Worksite Marketing Is Evolving To Meet Changing Customer Needs Employers have become facilitators of benefits rather than mere purchasers
By Steve Howard
When it comes to a successful worksite marketing initiative, employers want solutions that offer the least amount of headaches coupled with the most valuable benefit alternatives for their employees. After all, many companies not only are dealing with the escalating costs of employer-sponsored medical insurance, and added complexity in benefits design and administration, but they also are faced with reductions in the HR staffing levels needed to implement these programs effectively.
Meanwhile, the days of the employer being the sole decision-maker on all employee benefits, and employees merely “checking” boxes to enroll, are largely over. With employees increasingly paying more of the premium for core programs, and voluntary benefits accounting for a larger percentage of the package, employers have become facilitators of benefits rather than mere purchasers. This means employers increasingly will look to intermediaries and insurance carriers that provide voluntary benefits solutions to provide turnkey administration, service, enrollment and communication capabilities that enhance the employers core benefit offerings.

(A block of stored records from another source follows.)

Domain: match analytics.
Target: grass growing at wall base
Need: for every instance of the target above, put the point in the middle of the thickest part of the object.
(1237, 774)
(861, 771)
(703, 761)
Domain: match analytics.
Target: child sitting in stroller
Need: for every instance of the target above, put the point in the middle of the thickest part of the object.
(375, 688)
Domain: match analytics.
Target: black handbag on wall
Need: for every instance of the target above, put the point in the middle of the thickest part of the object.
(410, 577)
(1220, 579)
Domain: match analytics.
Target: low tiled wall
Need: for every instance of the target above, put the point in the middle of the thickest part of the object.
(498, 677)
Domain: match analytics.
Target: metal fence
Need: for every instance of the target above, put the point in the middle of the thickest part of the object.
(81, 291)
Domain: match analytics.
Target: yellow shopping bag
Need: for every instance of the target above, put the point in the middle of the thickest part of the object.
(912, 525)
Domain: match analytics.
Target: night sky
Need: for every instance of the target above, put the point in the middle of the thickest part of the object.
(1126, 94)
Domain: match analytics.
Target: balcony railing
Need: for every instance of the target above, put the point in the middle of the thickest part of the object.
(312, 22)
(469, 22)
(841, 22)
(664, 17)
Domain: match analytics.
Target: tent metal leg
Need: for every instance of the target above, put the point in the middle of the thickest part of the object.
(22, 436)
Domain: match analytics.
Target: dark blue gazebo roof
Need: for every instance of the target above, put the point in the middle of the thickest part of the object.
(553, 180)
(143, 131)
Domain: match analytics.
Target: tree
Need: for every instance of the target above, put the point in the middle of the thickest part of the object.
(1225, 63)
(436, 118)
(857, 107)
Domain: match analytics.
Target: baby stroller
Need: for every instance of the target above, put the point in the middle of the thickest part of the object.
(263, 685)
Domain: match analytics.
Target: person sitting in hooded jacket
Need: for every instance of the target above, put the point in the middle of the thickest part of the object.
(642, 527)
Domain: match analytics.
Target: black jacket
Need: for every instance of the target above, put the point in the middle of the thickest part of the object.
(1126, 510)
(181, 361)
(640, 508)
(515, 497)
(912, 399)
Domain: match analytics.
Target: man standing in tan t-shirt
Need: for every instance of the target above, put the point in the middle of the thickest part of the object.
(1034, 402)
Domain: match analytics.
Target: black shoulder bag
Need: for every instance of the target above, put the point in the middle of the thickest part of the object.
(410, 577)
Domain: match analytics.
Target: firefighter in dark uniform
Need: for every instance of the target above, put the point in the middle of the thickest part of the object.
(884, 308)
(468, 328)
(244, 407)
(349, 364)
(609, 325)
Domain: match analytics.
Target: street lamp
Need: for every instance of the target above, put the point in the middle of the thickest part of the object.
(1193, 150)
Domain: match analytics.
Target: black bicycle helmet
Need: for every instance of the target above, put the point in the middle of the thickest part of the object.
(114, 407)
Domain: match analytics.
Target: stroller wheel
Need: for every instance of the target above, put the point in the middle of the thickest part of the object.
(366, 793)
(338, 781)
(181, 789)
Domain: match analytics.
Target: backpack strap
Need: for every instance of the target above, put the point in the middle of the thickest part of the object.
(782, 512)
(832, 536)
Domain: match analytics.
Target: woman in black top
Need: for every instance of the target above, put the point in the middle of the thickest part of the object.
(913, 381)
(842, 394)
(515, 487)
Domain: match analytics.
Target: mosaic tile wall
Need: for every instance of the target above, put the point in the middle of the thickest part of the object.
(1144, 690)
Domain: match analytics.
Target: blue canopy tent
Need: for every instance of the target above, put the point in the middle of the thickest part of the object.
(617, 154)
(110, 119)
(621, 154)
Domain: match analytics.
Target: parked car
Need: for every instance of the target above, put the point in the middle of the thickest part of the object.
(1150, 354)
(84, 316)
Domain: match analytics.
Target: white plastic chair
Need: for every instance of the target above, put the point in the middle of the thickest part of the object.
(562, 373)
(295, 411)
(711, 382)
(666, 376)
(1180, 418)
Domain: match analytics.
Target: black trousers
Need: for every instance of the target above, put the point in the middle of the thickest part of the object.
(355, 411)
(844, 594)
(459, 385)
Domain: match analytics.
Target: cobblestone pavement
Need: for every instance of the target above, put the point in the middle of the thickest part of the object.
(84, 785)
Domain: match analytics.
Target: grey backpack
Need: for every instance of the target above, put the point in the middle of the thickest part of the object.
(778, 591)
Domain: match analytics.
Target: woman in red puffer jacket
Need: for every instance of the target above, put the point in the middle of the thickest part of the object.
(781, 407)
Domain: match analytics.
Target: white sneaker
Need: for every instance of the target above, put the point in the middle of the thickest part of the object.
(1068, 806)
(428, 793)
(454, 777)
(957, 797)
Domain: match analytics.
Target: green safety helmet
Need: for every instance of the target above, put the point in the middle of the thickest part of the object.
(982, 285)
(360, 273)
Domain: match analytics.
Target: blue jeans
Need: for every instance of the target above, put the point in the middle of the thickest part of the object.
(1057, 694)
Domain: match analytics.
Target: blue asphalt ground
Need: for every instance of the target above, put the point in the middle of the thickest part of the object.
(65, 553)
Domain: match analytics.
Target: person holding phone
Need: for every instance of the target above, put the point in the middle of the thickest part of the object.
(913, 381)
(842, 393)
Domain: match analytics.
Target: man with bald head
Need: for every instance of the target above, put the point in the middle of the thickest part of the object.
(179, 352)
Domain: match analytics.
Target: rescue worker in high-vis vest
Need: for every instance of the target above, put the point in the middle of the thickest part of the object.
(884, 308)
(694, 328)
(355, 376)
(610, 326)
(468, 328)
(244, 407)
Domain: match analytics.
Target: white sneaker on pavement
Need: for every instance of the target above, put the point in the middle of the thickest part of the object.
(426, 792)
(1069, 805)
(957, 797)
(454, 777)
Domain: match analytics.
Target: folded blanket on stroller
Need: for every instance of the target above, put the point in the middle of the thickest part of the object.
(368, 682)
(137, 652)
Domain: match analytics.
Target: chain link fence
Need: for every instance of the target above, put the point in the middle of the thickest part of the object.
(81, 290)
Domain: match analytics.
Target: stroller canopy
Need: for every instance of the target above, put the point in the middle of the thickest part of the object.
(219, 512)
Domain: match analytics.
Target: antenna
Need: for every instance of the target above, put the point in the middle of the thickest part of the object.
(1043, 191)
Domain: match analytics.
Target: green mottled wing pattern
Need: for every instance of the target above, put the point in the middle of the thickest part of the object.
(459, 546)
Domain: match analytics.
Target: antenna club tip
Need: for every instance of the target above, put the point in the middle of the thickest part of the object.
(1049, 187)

Given this predicament, worksite producers who present only product solutions to their clients often will encounter resistance, which often manifests itself in the following ways:
–Resistance to onsite employee meetings.
–Low perceived value to the employer in addressing benefits concerns.
–Low perceived participation by employees.
–Perception of “administration overload.”
Given these perceptions and the ongoing challenges companies continue to face with their core programs, its not difficult to understand why many employers can be overwhelmed by the concept of worksite marketing. But what if your client discussions demonstrated knowledge of their challenges and provided turnkey solutions that supported their needs as facilitators and administrators of the program, as well as competitive benefits solutions for their employees? The result in most cases would be much greater receptivity by the employer and a greater willingness to explore voluntary benefits solutions fully with you. So, just what are the specific administrative, service, communication and enrollment services that employers require to support their role as facilitators of benefits?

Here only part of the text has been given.